I skipped the last breakout session of the day for a discussion with Trevor Naidoo, IDS Scheer’s Director of ARIS Solution Engineering. He’s responsible for the pre-sales technical activities, and used to be an ARIS customer, so is very familiar with how customers use the product and how they want to use it.
We spoke first about integration between ARIS and the BPMS products that automate processes, which included some discussion about standards. He pointed out that integration using pure standards tends to degrade to the least common denominator — a point that I’m not sure that I agree with for all standards, although it makes sense if you picked BPEL as your standard — which led them to take a different approach with their most tightly integrated partners, SAP and Oracle: that of “standards-based” integration, where they extend BPEL (I believe) in order to provide increased functionality. I’m not sure at what point a “standards-based” approach becomes “proprietary”, although I can see the value of going this way. In any case, they’re using different approaches for different vendors: “standards-based” for SAP and Oracle, BPEL for Lombardi, and XPDL for Fujitsu.
This really came around to the issue of how to get those process models into an execution engine, or if anyone is really doing it at all. Naidoo said that what was moving from ARIS to the execution engine was a “process outline”, which then required some amount of work to hook it up to the BPMS engine (as expected), and that the main value is not in the transfer itself — which could be readily recreated in the BPMS designer directly — but in engaging the business in the entire process design cycle. This, then, is what I suspected: that most people really are redrawing the process models in the BPMS designer, adding who knows how many translation errors along the way, because there is insufficient value to bother with the direct integration. This is not unique to ARIS; I saw the same thing at the Proforma user conference last year.
We moved on to talk about the technology. I hadn’t done my homework in this area, and was really unaware of ARIS’ support for browser-based design (yes, I’m on my usual rant about browser-based process modelling); they have a Java applet client for design in a browser environment, which is a pretty heavy footprint by today’s AJAX standards. I’d love to hear more about their plans to put that client on a diet, which will greatly facilitate design collaboration with occasional users, both inside and outside the corporate firewall.

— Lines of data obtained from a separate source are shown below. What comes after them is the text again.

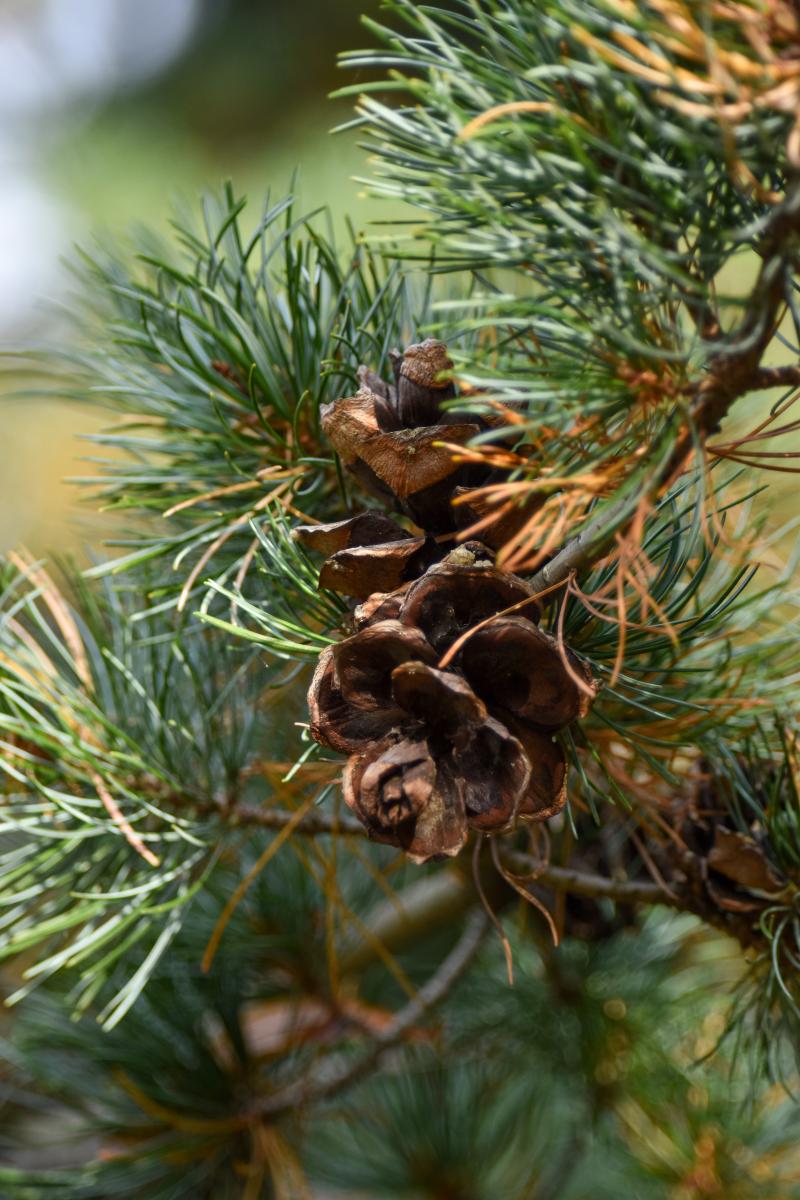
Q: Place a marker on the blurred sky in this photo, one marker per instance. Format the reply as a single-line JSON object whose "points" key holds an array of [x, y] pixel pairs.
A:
{"points": [[113, 109]]}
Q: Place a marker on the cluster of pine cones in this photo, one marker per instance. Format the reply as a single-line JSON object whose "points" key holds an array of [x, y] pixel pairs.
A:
{"points": [[446, 697]]}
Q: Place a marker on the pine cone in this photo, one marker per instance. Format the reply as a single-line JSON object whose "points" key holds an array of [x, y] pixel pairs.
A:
{"points": [[368, 553], [726, 871], [434, 753], [386, 437]]}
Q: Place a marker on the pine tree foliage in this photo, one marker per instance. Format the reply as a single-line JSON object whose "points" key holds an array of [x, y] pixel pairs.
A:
{"points": [[220, 987]]}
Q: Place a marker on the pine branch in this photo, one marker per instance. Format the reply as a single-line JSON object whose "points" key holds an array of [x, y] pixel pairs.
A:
{"points": [[733, 371], [334, 1078]]}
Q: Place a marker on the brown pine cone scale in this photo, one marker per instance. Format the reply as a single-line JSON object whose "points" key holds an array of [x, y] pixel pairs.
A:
{"points": [[435, 753]]}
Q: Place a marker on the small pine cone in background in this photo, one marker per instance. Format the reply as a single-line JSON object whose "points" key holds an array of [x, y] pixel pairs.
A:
{"points": [[723, 871], [434, 753], [389, 438]]}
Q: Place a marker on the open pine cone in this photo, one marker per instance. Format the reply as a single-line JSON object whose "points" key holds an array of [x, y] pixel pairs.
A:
{"points": [[389, 437], [434, 753], [725, 870]]}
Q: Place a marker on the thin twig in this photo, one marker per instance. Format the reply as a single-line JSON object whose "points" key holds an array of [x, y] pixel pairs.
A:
{"points": [[596, 887], [311, 826], [340, 1075]]}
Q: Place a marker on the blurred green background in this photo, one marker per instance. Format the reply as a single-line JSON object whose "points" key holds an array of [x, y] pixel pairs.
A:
{"points": [[112, 112]]}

We finished with a discussion of how to move the process modelling story from what is usually a departmental beginning within a company up to the executive level and therefore out across the entire organization: internal evangelism, if you will, to leverage that initial 10-person ARIS project into making ARIS an enterprise-wide process modelling tool. This is addressed to some degree by one of their new “solutions” (which appear to be specific packaging and bundling of products and services), the Enterprise BPM solution which (based on information from their website) includes the ARIS Business Architect, ARIS Business Optimizer, ARIS Business Simulator and ARIS Business Publisher as the basis for implementing a company-wide BPM infrastructure. I still think that there’s a fundamental disconnect in language between the players: the average business analyst or architect is likely too mired in detail to be able to present a high-level plan to the executives of their organization on why to super-size their ARIS installation, but I’m sure that the IDS Scheer sales team would be happy to help out. With Trevor’s able assistance, of course.